The U.S. Supreme Court has received a new amicus curiae brief in a potentially significant abortion rights case.
In the brief, conservative watchdog group Judicial Watch urges the justices to rule against those seeking to overturn a Louisiana statute designed to restrict the number of medical professionals legally able to perform abortions within the state, arguing that they lack the standing necessary to litigate the matter.
Unsafe Abortion Protection Act
The case in question, Gee v. June Medical Services, revolves around Lousiana’s Unsafe Abortion Protection Act. In short, the statute requires doctors who perform abortions in Louisiana to have admitting privileges at a hospital within 30 miles of their clinics.
This may seem like a perfectly reasonable requirement to many, but those challenging the law disagree. They believe that if such a law were to go into effect, it would be virtually impossible to get an abortion in the state. In fact, they claim that the law itself would immediately lead to the shutdown of nearly all abortion facilities in Louisiana.
Those looking to uphold the law — including the Trump administration — have argued that the plaintiffs have exaggerated the potential impact of the statute, according to Bloomberg News, and that they have failed to make a good faith attempt to comply with the law’s requirements.
Litigants’ standing questioned
While the above information is a brief synopsis of the actual substance of the case, Judicial Watch doesn’t believe that the Supreme Court even needs to address the merits of the arguments.
Rather, the group believes that the case ought to be dismissed for lack of standing on the part of the group opposing the Louisiana law.

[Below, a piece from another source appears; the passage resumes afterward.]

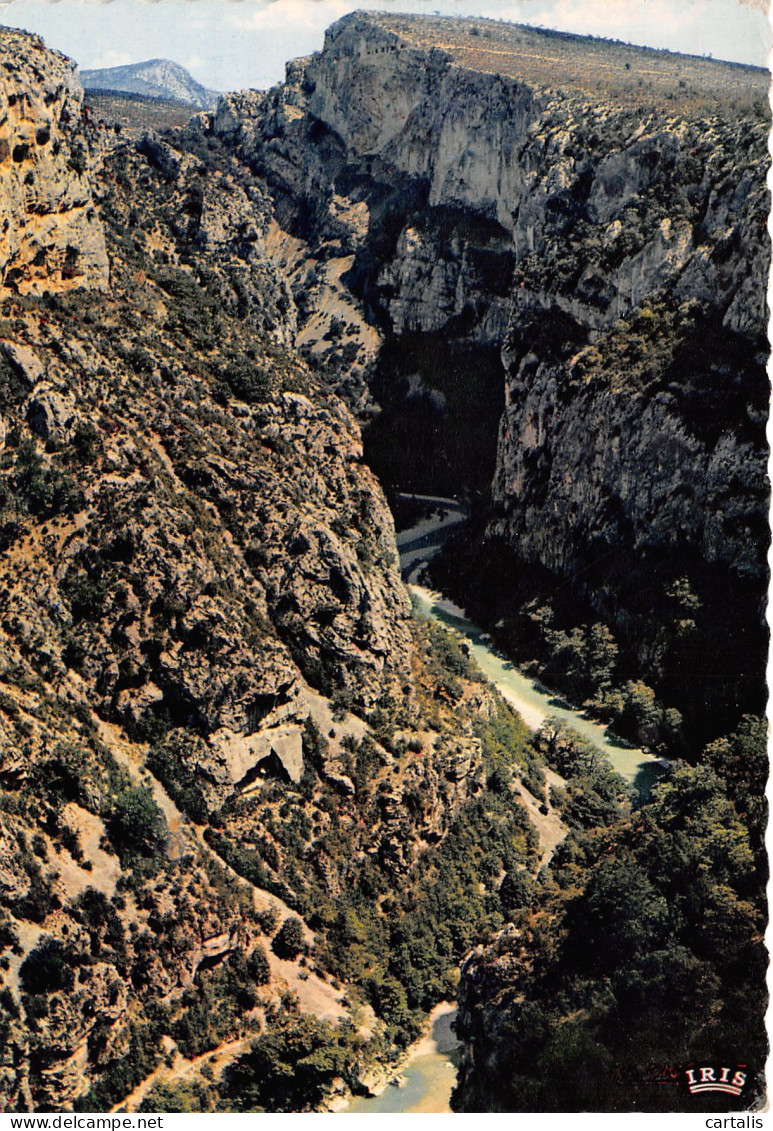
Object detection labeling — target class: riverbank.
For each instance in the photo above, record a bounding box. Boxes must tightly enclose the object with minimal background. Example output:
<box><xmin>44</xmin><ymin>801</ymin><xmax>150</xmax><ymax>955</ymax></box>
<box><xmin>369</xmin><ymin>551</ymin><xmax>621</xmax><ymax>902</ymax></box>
<box><xmin>336</xmin><ymin>1001</ymin><xmax>458</xmax><ymax>1115</ymax></box>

In short, standing is the legal ability of an individual to bring a lawsuit to the courts based on their connection to and stake in the outcome of the case.

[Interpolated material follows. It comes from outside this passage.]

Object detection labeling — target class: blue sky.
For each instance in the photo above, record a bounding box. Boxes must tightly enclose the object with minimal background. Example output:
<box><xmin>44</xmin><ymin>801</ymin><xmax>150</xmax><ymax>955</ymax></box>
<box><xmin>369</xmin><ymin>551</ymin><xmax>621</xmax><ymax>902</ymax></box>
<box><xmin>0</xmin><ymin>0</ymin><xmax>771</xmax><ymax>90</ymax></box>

According to Judicial Watch, allowing doctors to claim legal standing on behalf of their patients — which is the exact scenario in this case — would be detrimental to both our legal and political systems, and thus, ought not to be allowed.
“Petitioners’ claim of assumed third-party standing would effectively gut both the purpose and application of third-party standing,” the group argued in its brief to the Supreme Court. It went on:
They would essentially be free to challenge any law that even indirectly touches on abortion simply because they fall into a category of favored litigants. This defeats the purpose of the political process, thwarts the will of the people, and contravenes the role of the Legislature.
In every case where litigants like Petitioners have used assumed third-party standing, legislative hearings and debate, public hearings and debate, and political and election exercises have been for naught — completely neutralized by Petitioners’ desire to leapfrog the political process and usurp the courts.
Arguments set for March
Only time will tell whether the Supreme Court agrees with Judicial Watch and finds that the physician opponents of the Louisiana law lack the required legal standing for the case to proceed.
If not, then the substance of the case will be heard, and let’s not make any bones about it — it is a big deal. For the first time in years, the Supreme Court has a conservative majority, and the way the current iteration of the high court rules on this case could provide valuable insight as to how it might rule on other abortion rights cases that could produce a wholesale re-evaluation of the reasoning behind the pivotal Roe v. Wade decision.
The Supreme Court is set to hear arguments in the case on March 4.